9. Vehicle company claims that there is no evidence to show that Kellum, while riding in the Merz car, was doing so pursuant to this appellant’s command, as alleged; that Kellum was ordered only to ride in the Aitken ear, and that when that ear was disabled, the special service ceased; that the evidence affirmatively shows that Kellum entered the Merz car as a volunteer without any order or direction from the vehicle company. Mr. Newby, an executive officer of this appellant, with authority to represent it in the management of its vehicles entered in the race, was within thirty to sixty feet of the Merz car when Kellum entered it, and observed that act, and the subsequent running of the automobile for thirty miles preceding the accident. Mr. Newby testified that he had no conversation with Kellum about taking Lime’s place in the Merz car. We are of the opinion that from the conduct of Newby and Kellum the jury was warranted in finding that Kellum’s service *473while riding in the Merz car, was, under the circumstances, a continuance of the same character of service, as contemplated by the parties, as that rendered when Kellum was riding in the Aitken car.

Complaint is made of the giving and refusing of various instructions. What we have already said disposes of the most serious objections urged. In other respects we find, no reversible error committed in relation to any instruction given or refused. Some minor questions are presented, which are not discussed here, but a consideration of all the questions presented by appellants impels the conclusion-that the record discloses no reversible error. Judgment affirmed.

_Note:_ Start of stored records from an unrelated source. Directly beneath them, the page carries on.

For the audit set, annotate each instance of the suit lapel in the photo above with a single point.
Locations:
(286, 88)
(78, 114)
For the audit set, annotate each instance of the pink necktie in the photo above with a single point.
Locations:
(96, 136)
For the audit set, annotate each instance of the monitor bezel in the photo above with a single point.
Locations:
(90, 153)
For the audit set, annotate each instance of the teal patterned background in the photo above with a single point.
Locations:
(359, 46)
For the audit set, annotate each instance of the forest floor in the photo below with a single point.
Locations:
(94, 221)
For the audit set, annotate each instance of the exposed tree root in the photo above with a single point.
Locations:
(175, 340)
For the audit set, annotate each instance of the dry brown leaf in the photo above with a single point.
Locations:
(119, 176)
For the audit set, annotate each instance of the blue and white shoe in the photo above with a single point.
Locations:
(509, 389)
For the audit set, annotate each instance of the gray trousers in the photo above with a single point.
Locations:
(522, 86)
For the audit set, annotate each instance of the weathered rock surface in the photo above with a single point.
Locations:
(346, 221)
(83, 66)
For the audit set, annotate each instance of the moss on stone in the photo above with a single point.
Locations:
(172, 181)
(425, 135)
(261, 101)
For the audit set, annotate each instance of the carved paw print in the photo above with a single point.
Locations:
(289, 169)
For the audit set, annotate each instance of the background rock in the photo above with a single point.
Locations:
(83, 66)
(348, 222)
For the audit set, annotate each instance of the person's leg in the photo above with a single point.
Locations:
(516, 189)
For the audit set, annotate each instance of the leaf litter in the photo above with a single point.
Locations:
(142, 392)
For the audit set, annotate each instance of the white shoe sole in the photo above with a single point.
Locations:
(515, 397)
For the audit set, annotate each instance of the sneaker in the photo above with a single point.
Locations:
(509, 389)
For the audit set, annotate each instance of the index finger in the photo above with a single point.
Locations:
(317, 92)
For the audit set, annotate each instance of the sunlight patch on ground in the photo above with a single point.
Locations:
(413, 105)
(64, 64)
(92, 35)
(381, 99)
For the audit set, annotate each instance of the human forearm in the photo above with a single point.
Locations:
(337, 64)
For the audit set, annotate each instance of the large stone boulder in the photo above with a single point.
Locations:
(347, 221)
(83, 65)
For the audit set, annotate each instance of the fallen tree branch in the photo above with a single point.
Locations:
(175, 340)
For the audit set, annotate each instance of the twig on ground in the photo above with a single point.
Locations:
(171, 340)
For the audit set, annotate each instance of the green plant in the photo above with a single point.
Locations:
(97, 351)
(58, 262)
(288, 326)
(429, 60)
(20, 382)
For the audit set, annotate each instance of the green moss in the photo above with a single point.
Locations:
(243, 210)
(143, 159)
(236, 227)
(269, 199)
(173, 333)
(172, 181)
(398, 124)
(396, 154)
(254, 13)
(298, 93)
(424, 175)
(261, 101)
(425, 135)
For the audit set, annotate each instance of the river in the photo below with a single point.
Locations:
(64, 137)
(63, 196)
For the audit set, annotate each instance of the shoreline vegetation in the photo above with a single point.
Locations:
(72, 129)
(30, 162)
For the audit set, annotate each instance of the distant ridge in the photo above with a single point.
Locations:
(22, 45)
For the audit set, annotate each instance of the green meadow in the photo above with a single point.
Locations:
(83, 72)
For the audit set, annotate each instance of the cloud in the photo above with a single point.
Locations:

Note. — Reported in 109 N. E. 196. As to contributory negligence as question for the jury, see 8 Am. St. 849. On alleging in single count two or more acts of negligence capable of contributing to injury, see 27 L. R. A. (N. S.) 792; Ann. Cas. 1913 C 101. As to the burden of proof as to contributory negligence, see 10 Ann. Cas. 4. See, also, under (1) 29 Cyc 579; (2) 29 Cyc 587; (3) 29 Cyc 565, 587; (4) 38 Cyc 1924, 1928; (5) 38 Cyc 1925; (6) 26 Cyc 1513; (7) 26 Cyc 1455; (8) 26 Cyc 1214; (9) 26 Cyc 1442.